Students in the Laurens engineering program were testing their wooden towers on a shake table, to simulate earthquakes. That was part of the student project in the civil and mechanical engineering unit that is coming to a close.
Three wooden structures built by students had a variety of success before the class was over Monday. Testing will continue today.
The course is new this year, Laurens Superintendent Romona Wenck said. The program seeks to address the issue of declining graduates from college science, technology, engineering and math classes. It seeks to attract students at Laurens and other area schools into those disciplines by giving them an opportunity to take accelerated math and science classes and apply their knowledge to engineering-related problems, according to a course outline. Besides the technology modules, students take college-level classes in physics, calculus, history and English.
“We’ve made a commitment as a school district to provide advanced courses,” Wenck said. Some funding was provided by the Otsego County Industrial Development Agency, which has been supportive of programs that promote STEM education, she said.
With six students in the program, and high school science teacher Alton Dunn as the lead instructor, “we would love to have more, but it’s a good start,” she said. It’s similar to a course being offered at ONC BOCES, but since Laurens had a teacher who could provide it in the district, it made more economic sense to provide it locally.
The students are all seniors and all but one is from Laurens. Elijah Coley is a student from the Milford Central School District.
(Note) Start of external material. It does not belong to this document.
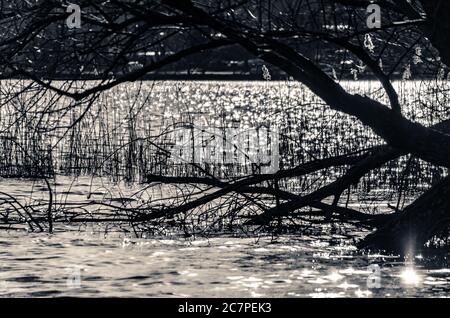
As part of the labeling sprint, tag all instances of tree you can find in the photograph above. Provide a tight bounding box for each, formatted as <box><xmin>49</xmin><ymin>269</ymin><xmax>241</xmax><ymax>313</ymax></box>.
<box><xmin>1</xmin><ymin>0</ymin><xmax>450</xmax><ymax>254</ymax></box>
The majority of instruction takes place at the school classroom, which includes a computer lab. Students also participated in a variety of field trips, including SUNY Albany College of NanoScale Science & Engineering in October and Frontier Communications in Norwich in November. This gives them a chance to see a variety of real-life engineering applications, Dunn said. Guest speakers and participation in college-level research are also on the curriculum.
Dunn said that it is important to have hands-on projects, like building wooden towers in each unit.
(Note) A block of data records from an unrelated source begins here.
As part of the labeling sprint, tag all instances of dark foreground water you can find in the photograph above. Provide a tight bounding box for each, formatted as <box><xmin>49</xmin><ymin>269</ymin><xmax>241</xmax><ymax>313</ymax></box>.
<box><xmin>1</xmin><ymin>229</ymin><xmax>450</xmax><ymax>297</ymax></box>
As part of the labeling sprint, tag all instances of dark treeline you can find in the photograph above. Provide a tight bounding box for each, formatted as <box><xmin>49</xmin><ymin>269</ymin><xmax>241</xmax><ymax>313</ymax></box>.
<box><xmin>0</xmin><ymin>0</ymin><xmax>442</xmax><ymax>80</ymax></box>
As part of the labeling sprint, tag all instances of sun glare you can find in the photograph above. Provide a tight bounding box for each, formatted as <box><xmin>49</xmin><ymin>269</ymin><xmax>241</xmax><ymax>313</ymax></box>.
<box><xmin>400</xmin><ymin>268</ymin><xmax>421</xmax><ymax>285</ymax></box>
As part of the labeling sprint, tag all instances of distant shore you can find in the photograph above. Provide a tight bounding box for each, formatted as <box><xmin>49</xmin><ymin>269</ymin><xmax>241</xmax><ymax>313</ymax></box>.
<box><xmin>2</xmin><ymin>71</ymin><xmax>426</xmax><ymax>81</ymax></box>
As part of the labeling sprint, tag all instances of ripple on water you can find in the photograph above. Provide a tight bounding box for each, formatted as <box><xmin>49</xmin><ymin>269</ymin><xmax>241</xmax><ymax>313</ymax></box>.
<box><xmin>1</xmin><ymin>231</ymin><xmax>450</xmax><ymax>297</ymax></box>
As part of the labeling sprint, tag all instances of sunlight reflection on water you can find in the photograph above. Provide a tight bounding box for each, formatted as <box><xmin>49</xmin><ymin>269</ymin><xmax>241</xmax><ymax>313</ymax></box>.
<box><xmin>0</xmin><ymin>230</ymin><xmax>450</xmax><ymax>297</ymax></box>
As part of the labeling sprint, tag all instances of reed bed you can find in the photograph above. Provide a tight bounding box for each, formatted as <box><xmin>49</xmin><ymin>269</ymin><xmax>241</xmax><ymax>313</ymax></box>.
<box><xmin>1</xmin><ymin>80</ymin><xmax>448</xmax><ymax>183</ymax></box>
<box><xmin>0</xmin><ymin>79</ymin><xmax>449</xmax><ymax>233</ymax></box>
“The best way to get students interested in science, is to have them do science,” Dunn said.
In the electrical engineering and information technology unit starting in January and ending in March students will build robots. Projects were also part of the curriculum for the engineering careers unit that started the year, and will be in the renewable energy unit that ends the year.
“The goal is to have high school students prepared for college and exposed to different areas of interest,” he said.
The program’s students said the course was achieving its purpose. One of these was senior Ryan Crean, who said he was already interested in engineering when he enrolled. He will be attending Renssellaer Polytechnic Institute in the fall.
He said he was glad the program was available because it’s making him better prepared for college. It has made his senior year more challenging than it otherwise might have been, he said.
Jerry Murello said his studies have showed him how important engineering is to so many aspects of society. He is enlisted in the Marine Corps as an aviation mechanic, but he would like to pursue his interests in civil and mechanical engineering at some point in the future.
Coley said he will attend RPI in the fall. The course has helped narrow down his options by giving him the opportunity to experience many different possibilities, he said, which isn’t always possible in a small school.
Other students in the class are Ian Rogers, Caleb Barney and Josiah Wenck.
“We will take what we learned this year and improve it,” Dunn said. “I’m very happy with the way it’s going and the opportunities it provides.” He said he hoped in the future this would include internships and shadowing.